A rate cut wasn’t discussed this week but the Board looked at downside risks to growth and inflation. It was a consensus decision. The economy is “broadly” developing in line with the RBA’s outlook. As inflation pressures remain, it will wait for more information to see if it adds to its confidence that underlying inflation is moving sustainably towards the mid-point of the target band. With greater confidence, the Board can consider the timing of further easing.
- Governor Bullock noted that neither she nor the Board have made up their minds re the May meeting. If the updated staff forecasts and upcoming data, including Q1 CPI and two labour market prints, make it “more confident” that inflation is sustainably returning to the band then it will consider another rate cut. It remains more cautious than market pricing implies and the May projections will determine if that view persists.

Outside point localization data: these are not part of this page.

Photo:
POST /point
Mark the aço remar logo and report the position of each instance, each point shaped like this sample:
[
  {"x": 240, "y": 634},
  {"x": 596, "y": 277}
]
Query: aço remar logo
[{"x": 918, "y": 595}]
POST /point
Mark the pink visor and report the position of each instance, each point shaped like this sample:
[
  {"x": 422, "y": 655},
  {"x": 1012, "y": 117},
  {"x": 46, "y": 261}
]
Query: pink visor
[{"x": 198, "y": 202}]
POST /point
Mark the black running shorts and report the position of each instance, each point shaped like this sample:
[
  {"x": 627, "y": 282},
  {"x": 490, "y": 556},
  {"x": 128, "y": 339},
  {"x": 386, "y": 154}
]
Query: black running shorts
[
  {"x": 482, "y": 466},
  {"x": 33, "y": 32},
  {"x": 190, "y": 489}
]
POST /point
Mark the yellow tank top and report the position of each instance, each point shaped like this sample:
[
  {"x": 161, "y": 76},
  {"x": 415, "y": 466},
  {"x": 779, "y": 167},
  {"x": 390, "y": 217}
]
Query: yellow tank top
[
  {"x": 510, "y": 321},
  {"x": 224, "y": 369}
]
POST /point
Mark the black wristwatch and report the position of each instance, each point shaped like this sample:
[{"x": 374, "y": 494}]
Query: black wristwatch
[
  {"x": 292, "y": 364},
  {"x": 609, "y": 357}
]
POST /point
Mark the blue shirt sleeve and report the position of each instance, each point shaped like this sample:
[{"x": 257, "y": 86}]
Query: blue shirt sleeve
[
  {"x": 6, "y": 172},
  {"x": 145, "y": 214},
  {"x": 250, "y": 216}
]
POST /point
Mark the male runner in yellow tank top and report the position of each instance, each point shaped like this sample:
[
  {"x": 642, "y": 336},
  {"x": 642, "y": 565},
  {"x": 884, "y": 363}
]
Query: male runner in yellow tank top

- Bullock reminded us that Australia doesn’t have as much restrictiveness to remove as others.
- There were a lot of questions regarding US tariffs given the imminent announcement. Governor Bullock noted that Australia is unlikely to have a material direct impact given its small exposure to the US but how its main trading partners & supply chains are affected, notably China, and retaliatory measures are areas of concern. China’s focus on its 5% growth target and related stimulus should mean the effect on Australia is minimal, thus the Board has time to watch and wait.
- The RBA is well positioned to react with rates and the currency will also provide a buffer, which usually happens with lower commodity prices and global growth. A prolonged trade war would reduce global activity which would be a problem for Australia.
- While the impact on inflation is unclear, the RBA will continue to focus on containing inflation as uncontrolled inflation drives higher unemployment.
- Central banks will be looking for a price level shift from tariffs that becomes ingrained in inflation.